Bundeskanzlerin Angela Merkel (CDU) hat Hoffnungen der Wirtschaft auf eine deutliche Entlastung durch die für 2008 geplante Reform der Unternehmenssteuern gedämpft. Die Spielräume für eine Entlastung seien gering.

HB BERLIN. Eine Vereinfachung des Steuersystems müsse auch finanziell möglich sein, sagte Merkel in Berlin auf dem Deutschen Bankentag. „Doch wir fühlen uns dieser Aufgabe verpflichtet“. Wichtig sei, die verschiedenen Rechtsformen der Unternehmen endlich gleich zu stellen. Neu geregelt werde bereits zum 1. Januar 2007 auch die angestrebte Entlastung von mittelständischen Firmennachfolgern bei der Erbschaftsteuer.

Die Eckpunkte für die Unternehmenssteuerreform will Finanzminister Peer Steinbrück nicht vor Ende Mai vorlegen. Grundsätzliches Ziel bleibe es, die Unternehmensbesteuerung in Deutschland wettbewerbsfähiger zu machen, sagte er. Über die angestrebte Rechtsform und Aufkommensneutralität könne erst etwas gesagt werden, wenn klar sei, in welche Richtung die Reform gehe. Dies betreffe auch die Zukunft der Gewerbe- sowie die Erbschafts- oder eine Abgeltungssteuer. Spätestens zum Jahreswechsel müsse der Gesetzentwurf vorliegen.

Das Bundesfinanzministerium prüft derzeit mehrere Modelle, unter anderem jeweils ein Konzept der überparteilichen Stiftung Marktwirtschaft sowie der „Fünf Wirtschaftsweisen“. Nach ersten Berechnungen führen die Modelle zu Steuerausfällen für den Fiskus zwischen 30 und 40 Milliarden Euro. Derzeit beträgt der Körperschaftssteuersatz für Kapitalgesellschaften (GmbH und AG) zwar nur 25 Prozent. Durch die Gewerbesteuer und den Solidaritätszuschlag steigt die Belastung jedoch auf fast 39 Prozent. Die meisten deutschen Firmen sind aber Personengesellschaften, die der Einkommenssteuer mit Tarifsätzen zwischen 15 und 42 Prozent unterliegen.

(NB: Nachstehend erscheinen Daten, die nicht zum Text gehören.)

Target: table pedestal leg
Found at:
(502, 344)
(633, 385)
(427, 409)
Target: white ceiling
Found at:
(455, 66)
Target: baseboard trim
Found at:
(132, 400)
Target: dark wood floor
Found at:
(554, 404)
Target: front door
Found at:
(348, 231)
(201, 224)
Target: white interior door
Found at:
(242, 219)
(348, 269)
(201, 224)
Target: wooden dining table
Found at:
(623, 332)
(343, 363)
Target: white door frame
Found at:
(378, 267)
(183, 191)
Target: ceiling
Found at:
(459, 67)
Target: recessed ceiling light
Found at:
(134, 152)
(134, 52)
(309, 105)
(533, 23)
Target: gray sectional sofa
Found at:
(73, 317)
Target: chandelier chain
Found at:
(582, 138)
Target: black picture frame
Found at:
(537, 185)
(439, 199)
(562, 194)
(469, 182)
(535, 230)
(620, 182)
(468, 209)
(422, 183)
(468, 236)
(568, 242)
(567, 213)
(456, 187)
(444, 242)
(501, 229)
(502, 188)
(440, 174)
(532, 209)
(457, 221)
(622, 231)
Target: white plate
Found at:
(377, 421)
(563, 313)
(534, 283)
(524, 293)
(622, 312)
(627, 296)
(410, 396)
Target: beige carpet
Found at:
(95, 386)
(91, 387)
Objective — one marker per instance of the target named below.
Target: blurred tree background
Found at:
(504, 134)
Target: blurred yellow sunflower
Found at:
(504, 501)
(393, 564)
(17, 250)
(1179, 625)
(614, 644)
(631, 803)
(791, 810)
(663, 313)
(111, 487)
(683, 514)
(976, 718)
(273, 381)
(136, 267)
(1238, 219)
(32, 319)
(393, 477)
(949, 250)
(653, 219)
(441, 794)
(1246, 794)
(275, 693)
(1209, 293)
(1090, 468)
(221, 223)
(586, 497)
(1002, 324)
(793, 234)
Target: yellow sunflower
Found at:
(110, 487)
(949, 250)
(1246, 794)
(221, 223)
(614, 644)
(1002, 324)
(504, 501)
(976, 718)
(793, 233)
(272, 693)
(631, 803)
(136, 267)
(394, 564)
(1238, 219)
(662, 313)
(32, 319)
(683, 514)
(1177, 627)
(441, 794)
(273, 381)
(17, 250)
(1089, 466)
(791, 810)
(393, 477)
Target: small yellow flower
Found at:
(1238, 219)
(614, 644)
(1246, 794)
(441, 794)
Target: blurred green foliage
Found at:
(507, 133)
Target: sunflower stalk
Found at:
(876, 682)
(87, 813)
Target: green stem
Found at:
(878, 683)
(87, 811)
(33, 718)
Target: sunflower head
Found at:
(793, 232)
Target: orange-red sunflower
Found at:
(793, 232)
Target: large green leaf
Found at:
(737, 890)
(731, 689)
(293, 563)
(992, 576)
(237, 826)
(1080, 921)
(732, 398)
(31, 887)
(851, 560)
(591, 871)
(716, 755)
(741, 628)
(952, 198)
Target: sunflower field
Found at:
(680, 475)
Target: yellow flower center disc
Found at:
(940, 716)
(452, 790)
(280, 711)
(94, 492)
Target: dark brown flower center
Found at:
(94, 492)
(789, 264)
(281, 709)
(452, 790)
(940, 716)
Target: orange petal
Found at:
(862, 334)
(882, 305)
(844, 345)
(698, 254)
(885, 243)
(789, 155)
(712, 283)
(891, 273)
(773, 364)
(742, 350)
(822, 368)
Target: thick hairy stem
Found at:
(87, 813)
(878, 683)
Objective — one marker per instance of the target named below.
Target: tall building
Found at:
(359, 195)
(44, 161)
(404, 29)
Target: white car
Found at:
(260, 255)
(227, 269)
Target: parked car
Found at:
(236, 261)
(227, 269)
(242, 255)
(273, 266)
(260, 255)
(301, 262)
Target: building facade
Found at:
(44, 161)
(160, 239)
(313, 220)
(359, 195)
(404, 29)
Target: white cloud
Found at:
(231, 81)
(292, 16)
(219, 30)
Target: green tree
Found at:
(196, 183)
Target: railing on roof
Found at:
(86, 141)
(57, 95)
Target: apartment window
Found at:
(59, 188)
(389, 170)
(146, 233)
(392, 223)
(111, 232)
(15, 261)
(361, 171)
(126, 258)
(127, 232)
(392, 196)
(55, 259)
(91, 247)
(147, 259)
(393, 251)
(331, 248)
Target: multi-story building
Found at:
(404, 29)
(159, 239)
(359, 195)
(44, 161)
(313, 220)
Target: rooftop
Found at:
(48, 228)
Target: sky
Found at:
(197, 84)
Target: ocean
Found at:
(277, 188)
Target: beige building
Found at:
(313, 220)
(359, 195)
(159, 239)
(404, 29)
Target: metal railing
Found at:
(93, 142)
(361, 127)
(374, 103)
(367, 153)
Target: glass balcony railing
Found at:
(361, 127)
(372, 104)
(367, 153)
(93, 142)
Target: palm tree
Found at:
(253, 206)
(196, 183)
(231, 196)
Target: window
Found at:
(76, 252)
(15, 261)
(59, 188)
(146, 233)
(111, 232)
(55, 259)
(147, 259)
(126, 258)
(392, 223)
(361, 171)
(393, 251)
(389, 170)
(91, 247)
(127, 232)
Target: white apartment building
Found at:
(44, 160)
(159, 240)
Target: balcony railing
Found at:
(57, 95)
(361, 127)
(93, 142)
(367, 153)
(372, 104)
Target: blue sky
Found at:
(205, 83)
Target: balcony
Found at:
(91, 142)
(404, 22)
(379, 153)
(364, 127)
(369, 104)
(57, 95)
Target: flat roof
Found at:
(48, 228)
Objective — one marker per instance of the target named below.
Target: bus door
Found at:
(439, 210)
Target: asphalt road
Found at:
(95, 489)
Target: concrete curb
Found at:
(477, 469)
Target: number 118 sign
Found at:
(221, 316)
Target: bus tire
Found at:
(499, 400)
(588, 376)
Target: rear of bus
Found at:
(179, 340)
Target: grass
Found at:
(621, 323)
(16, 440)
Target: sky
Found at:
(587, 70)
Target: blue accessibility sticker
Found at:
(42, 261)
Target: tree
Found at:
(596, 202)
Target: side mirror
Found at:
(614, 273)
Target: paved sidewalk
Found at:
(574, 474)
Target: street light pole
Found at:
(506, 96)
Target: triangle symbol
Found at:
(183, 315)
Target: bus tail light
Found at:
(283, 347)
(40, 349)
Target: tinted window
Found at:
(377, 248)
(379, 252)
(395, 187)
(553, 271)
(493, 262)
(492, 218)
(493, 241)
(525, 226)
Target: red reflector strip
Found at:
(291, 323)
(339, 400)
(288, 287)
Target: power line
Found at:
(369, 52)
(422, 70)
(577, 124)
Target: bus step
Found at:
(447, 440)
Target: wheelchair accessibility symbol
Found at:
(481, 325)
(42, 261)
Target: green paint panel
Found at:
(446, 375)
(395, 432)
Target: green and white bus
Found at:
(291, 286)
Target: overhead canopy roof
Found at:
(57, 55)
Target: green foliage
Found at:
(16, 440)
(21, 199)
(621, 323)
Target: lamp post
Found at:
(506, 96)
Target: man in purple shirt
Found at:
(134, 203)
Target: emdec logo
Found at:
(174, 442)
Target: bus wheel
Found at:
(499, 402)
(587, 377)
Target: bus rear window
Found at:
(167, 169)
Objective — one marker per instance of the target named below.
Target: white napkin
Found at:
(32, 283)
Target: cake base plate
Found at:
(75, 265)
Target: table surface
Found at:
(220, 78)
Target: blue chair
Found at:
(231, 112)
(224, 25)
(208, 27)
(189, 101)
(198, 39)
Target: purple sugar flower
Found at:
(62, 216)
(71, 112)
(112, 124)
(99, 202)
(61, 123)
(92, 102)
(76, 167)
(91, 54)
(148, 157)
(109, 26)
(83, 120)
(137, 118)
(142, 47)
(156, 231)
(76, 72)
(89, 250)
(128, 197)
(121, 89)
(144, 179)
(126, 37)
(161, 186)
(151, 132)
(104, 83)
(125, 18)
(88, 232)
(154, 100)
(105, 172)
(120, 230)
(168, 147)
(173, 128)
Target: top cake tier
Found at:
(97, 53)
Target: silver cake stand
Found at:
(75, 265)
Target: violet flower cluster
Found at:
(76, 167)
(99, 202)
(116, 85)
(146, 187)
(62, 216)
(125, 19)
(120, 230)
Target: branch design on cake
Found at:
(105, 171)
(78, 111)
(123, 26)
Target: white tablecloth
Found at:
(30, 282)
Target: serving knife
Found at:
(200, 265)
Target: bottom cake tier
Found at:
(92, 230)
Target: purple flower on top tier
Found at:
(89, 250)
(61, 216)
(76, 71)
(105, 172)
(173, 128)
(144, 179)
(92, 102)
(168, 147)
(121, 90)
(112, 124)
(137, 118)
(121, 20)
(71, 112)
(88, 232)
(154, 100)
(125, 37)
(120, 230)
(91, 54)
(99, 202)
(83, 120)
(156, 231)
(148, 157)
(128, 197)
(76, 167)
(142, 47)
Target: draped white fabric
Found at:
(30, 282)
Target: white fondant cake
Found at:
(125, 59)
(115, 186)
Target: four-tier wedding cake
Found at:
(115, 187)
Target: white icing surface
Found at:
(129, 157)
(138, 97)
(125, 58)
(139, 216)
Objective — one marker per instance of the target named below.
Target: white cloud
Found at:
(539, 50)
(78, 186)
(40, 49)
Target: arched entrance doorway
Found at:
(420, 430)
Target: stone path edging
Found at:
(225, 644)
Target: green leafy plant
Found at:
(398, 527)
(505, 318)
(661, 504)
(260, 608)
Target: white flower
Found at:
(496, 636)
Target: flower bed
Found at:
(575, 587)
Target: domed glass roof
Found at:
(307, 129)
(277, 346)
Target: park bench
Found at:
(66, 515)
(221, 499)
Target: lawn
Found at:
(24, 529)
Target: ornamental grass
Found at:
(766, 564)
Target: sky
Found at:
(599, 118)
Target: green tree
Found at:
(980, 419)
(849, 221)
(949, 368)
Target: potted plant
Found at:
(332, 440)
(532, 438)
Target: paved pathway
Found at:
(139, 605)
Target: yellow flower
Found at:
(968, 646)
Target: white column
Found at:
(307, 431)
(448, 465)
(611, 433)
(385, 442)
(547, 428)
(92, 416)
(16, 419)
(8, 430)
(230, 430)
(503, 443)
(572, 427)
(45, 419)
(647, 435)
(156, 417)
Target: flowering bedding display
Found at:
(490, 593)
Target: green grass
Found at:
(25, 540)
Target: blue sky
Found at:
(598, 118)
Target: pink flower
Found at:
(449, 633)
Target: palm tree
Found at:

Steinbrück distanziert sich von Beck

Merkel und Steinbrück bekräftigten, dass an der für 2007 geplanten Mehrwertsteuererhöhung von 16 auf 19 Prozent festgehalten werde. Steinbrück distanzierte sich zugleich von Überlegungen des designierten SPD-Chefs Kurt Beck. Er wandte sich gegen eine weitere Erhöhung der Steuerquote nach der Anhebung der Mehrwertsteuer. Über das dann erreichte Maß könne der Anteil der Steuereinnahmen am Bruttoinlandsprodukt nicht hinausgehen, sagte er auf dem Bankentag.

Nach der Mehrwertsteuererhöhung werde die Steuerquote ausreichend sein, sagte Steinbrück. „Sie haben mich dann auf der Seite derjenigen, die sagen, dass darüber hinaus die Steuerquote in Deutschland nicht erhöht werden kann.“ Beck will mit einer höheren Steuerquote Zukunftsausgaben finanzieren. Er peilt dabei das Stopfen von Steuerschlupflöchern an und keine Steuererhöhungen. In der SPD gibt es aber auch andere Pläne.

Die privaten Banken kündigten an, die Mehrwertsteuerpläne der Koalition nun zu respektieren. Jede weitere Polemik dagegen sei nicht zielführend, sagte Bankenpräsident und Commerzbank-Chef Klaus-Peter Müller. Steinbrück sagte, dass an der Mehrwertsteuererhöhung ungeachtet einer besseren Entwicklung bei den Steuereinnahmen und unabhängig von der Konjunktur festgehalten werde.

„Sie werden damit rechnen müssen, dass die Kabinettsvorlage vom Februar gilt.“ Die positiven Steuereinnahmen in den ersten Monaten könnten nicht auf das ganze Jahr hoch gerechnet werden. Zudem seien davon bereits vier Milliarden Euro bei den Haushaltsplanungen für 2006 „verfrühstückt“. Hinzu kämen Risiken bei der Hartz-IV-Reform.